4. Pemeriksaan Penunjang

Tidak dapat dilakukan di Puskesmas .............

5. Kriteria Diagnosis Rekomendasi dari WHO Initiative ARIA (Allergic Rhinitis and it’s Impact on Asthma), 2001, rinitis alergi dibagi berdasarkan sifat berlangsungnya menjadi:

1. Intermiten,  yaitu  bila  gejala  kurang  dari  4  hari/minggu  atau kurang dari 4 minggu.

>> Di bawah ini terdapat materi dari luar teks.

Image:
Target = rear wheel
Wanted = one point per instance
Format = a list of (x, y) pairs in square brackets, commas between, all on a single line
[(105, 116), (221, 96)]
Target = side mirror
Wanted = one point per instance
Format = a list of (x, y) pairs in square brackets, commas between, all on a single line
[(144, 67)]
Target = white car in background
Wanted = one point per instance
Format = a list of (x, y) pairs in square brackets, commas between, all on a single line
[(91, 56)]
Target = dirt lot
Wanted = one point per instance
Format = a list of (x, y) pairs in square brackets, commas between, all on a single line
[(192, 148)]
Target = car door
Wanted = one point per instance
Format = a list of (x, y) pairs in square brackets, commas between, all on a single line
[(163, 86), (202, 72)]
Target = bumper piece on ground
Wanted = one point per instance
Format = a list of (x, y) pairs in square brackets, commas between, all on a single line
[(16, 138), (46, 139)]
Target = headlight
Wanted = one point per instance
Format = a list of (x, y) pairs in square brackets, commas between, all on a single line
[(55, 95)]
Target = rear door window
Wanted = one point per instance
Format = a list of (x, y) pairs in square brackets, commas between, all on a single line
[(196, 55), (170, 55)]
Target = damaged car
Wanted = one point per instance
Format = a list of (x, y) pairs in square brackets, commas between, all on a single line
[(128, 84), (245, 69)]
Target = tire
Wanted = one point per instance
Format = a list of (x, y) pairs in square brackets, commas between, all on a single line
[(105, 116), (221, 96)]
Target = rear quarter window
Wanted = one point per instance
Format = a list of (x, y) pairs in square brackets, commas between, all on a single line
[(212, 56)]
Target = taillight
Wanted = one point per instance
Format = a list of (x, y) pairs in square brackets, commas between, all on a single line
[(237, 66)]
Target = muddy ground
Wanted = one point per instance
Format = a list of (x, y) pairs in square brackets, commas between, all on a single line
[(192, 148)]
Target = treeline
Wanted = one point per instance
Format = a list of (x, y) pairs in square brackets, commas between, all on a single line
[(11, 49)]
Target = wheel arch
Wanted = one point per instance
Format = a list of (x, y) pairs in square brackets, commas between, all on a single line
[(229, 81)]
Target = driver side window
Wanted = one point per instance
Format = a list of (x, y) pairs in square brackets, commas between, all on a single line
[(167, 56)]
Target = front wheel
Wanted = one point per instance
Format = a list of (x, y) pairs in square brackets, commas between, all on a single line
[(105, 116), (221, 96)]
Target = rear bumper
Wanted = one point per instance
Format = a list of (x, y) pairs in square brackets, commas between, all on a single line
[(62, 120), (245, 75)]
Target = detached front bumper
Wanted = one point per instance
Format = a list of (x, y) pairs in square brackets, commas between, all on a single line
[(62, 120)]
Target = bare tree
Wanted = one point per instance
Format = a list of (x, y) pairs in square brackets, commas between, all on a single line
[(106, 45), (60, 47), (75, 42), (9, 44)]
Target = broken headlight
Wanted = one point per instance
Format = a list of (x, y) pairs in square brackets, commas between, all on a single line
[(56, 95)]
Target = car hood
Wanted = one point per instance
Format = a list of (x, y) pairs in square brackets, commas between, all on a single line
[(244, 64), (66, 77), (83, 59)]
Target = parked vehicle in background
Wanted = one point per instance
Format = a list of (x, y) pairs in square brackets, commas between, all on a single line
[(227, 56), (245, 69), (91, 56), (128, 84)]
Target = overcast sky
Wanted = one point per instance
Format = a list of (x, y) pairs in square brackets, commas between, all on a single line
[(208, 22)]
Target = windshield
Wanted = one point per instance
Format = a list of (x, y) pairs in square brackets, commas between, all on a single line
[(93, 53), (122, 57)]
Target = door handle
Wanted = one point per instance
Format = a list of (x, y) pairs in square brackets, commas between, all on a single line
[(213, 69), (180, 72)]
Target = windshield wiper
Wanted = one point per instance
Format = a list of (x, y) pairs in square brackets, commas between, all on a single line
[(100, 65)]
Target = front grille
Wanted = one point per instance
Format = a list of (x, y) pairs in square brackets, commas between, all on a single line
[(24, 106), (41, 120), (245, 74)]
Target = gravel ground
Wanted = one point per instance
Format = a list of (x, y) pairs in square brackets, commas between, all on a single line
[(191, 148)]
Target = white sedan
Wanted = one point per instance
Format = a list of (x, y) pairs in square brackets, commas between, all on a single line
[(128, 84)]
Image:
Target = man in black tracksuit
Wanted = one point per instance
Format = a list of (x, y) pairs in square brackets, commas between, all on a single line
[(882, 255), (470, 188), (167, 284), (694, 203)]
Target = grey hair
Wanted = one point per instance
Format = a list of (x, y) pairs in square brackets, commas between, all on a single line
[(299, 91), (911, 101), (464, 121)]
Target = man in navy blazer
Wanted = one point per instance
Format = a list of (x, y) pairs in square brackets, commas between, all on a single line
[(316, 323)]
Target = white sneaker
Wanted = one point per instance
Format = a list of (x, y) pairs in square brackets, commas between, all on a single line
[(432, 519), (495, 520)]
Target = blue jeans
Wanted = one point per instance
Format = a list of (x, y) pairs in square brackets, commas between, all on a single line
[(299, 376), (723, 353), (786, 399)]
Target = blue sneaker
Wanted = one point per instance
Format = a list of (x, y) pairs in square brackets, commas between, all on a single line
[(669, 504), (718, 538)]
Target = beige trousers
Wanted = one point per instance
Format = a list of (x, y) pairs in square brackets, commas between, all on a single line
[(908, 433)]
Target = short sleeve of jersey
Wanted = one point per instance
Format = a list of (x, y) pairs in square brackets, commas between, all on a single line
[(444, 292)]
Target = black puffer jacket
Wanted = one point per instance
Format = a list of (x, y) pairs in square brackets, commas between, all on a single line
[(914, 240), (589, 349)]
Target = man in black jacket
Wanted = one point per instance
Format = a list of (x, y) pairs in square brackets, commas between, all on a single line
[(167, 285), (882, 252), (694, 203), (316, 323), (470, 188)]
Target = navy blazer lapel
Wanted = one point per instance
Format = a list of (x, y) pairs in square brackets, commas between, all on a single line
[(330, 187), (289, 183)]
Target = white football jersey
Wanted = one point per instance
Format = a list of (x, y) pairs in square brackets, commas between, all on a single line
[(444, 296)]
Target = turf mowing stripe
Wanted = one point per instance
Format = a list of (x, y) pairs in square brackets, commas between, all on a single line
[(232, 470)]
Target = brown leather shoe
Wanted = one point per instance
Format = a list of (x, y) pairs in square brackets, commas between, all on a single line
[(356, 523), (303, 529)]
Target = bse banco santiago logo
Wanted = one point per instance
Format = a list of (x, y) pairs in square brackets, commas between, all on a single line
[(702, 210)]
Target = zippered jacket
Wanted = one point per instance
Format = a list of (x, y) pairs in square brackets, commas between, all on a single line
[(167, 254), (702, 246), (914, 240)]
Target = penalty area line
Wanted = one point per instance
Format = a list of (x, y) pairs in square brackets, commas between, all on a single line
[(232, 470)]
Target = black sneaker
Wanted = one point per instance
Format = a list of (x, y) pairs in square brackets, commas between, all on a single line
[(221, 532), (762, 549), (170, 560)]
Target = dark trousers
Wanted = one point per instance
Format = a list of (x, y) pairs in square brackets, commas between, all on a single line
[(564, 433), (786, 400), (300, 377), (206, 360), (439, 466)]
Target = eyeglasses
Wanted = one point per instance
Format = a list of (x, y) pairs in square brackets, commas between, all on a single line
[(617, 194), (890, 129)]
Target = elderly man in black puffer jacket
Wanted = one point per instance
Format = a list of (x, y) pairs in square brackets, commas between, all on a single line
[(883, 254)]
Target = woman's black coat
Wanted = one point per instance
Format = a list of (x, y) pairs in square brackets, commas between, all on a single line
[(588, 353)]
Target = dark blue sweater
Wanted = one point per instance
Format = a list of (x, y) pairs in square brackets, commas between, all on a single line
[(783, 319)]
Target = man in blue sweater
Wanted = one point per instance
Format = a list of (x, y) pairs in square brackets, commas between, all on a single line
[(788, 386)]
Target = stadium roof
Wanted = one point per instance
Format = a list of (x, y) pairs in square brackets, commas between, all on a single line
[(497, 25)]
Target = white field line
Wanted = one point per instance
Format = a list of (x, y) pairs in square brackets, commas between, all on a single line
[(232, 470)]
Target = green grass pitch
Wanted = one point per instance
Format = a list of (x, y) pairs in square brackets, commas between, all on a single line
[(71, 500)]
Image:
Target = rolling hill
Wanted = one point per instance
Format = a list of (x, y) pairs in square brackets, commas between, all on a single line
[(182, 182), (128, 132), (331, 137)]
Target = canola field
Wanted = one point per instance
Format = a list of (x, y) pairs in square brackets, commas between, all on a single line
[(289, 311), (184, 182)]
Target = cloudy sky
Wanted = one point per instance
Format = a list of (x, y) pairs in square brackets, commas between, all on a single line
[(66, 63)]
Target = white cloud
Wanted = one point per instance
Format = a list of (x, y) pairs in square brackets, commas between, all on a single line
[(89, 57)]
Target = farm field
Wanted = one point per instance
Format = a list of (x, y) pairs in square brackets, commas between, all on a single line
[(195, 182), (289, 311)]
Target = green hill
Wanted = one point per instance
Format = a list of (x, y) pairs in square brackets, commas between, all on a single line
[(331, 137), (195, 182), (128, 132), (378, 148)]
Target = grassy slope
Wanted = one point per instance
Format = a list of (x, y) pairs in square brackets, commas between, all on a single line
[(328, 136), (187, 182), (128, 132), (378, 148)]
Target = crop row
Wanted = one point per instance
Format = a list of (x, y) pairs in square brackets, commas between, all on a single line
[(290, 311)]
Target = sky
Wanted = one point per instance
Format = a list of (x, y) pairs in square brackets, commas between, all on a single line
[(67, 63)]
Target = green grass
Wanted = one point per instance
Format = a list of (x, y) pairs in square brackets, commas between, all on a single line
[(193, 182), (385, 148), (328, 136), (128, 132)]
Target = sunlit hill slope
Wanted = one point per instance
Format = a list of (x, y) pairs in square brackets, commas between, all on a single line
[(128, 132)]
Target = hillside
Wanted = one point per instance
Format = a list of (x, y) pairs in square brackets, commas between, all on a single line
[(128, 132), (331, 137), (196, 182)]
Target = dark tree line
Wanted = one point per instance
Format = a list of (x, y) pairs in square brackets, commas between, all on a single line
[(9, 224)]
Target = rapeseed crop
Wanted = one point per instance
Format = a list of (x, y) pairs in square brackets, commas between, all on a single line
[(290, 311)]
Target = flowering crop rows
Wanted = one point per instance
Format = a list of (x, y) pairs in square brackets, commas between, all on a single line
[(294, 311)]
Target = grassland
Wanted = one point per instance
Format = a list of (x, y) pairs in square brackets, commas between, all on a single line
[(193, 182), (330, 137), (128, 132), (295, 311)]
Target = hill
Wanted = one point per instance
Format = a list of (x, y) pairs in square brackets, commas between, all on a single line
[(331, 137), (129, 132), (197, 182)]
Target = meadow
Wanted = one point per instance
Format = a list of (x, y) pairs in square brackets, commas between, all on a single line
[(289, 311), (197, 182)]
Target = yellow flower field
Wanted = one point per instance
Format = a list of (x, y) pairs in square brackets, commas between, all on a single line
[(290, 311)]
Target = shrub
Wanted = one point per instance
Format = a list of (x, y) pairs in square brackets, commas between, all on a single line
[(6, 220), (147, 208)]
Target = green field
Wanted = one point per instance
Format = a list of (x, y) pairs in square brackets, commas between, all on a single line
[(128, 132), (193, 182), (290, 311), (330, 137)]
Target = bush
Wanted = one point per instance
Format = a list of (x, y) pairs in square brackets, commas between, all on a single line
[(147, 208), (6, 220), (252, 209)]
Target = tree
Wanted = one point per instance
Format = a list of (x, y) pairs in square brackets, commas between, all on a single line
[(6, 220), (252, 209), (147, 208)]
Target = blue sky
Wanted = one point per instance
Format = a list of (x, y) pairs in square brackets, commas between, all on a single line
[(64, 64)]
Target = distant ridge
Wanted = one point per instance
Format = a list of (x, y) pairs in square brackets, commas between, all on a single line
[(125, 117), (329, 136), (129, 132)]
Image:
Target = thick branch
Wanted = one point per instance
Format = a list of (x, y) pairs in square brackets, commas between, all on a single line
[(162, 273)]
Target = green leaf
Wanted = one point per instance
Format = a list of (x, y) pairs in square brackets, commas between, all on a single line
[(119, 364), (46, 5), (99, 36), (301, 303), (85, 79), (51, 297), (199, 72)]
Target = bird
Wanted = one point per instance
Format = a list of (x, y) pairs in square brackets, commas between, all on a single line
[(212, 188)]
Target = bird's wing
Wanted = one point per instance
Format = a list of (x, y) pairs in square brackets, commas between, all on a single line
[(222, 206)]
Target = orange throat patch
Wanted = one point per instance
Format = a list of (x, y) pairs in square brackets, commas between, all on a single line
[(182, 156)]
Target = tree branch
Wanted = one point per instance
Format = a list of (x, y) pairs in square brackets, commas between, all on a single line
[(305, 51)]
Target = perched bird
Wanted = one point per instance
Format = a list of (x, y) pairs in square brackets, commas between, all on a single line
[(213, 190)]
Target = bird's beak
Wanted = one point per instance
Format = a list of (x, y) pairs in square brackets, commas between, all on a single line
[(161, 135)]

2. Persisten, yaitu bila gejala lebih dari 4 hari/minggu dan/atau lebih dari 4 minggu.

Sedangkan  untuk  tingkat  berat  ringannya  penyakit,  rinitis  alergi dibagi menjadi:

1. Ringan, yaitu bila tidak ditemukan gangguan tidur, gangguan aktivitas harian, bersantai, berolahraga, belajar, bekerja dan hal- hal lain yang mengganggu.

2. Sedang  atau  berat,  yaitu  bila  terdapat  satu  atau  lebih  dari gangguan tersebut di atas.


6. Diagnosis Kerja Rhinitis alergika


7. Diagnosis Banding Rinitis vasomotor, Rinitis akut



8. Penatalaksanaan 1. Menghindari alergen spesifik

2. Pemeliharaan dan peningkatan kebugaran jasmani telah diketahui berkhasiat dalam menurunkan gejala alergis

3. Terapi topikal dapat dengan dekongestan hidung topikal melalui semprot hidung. Obat yang biasa digunakan adalah oxymetazolin atau xylometazolin, namun hanya bila hidung sangat tersumbat dan dipakai beberapa hari (< 2 minggu) untuk menghindari rinitis medikamentosa.

4. Preparat antikolinergik topikal adalah ipratropium bromida yang bermanfaat untuk mengatasi rinorea karena aktivitas inhibisi reseptor kolinergik pada permukaan sel efektor.

5. Terapi oral sistemik

a. Anti  histamin  generasi  1:  difenhidramin,   klorfeniramin, siproheptadin.

      Anti histamin generasi 2: loratadin, cetirizine

b. Preparat simpatomimetik golongan agonis alfa dapat dipakai sebagai dekongestan hidung oral dengan atau tanpa kombinasi antihistamin. Dekongestan         oral:         pseudoefedrin, fenilpropanolamin, fenilefrin.


9. Edukasi Memberitahu individu dan keluarga untuk:

1. Menyingkirkan faktor penyebab yang dicurigai (alergen).

2. Menghindari suhu ekstrim panas maupun ekstrim dingin.

3. Selalu menjaga kesehatan dan kebugaran jasmani. Hal ini dapat menurunkan gejala alergi.


10. Kriteria Rujukan 1. Bila perlu dilakukan Prick Test untuk mengetahui jenis alergen.

2. Bila perlu dilakukan tindakan operatif.

11. Prognosis 1. Ad vitam          : Bonam

2. Ad functionam : Bonam

3. Ad sanationam : Dubia ad bonam


12. Referensi Keputusan Menteri Kesehatan Republik Indonesia Nomor HK.02.02/MENKES/514/2015 tentang Panduan Praktik Klinis Bagi Dokter di Fasilitas Pelayanan Kesehatan Tingkat Pertama.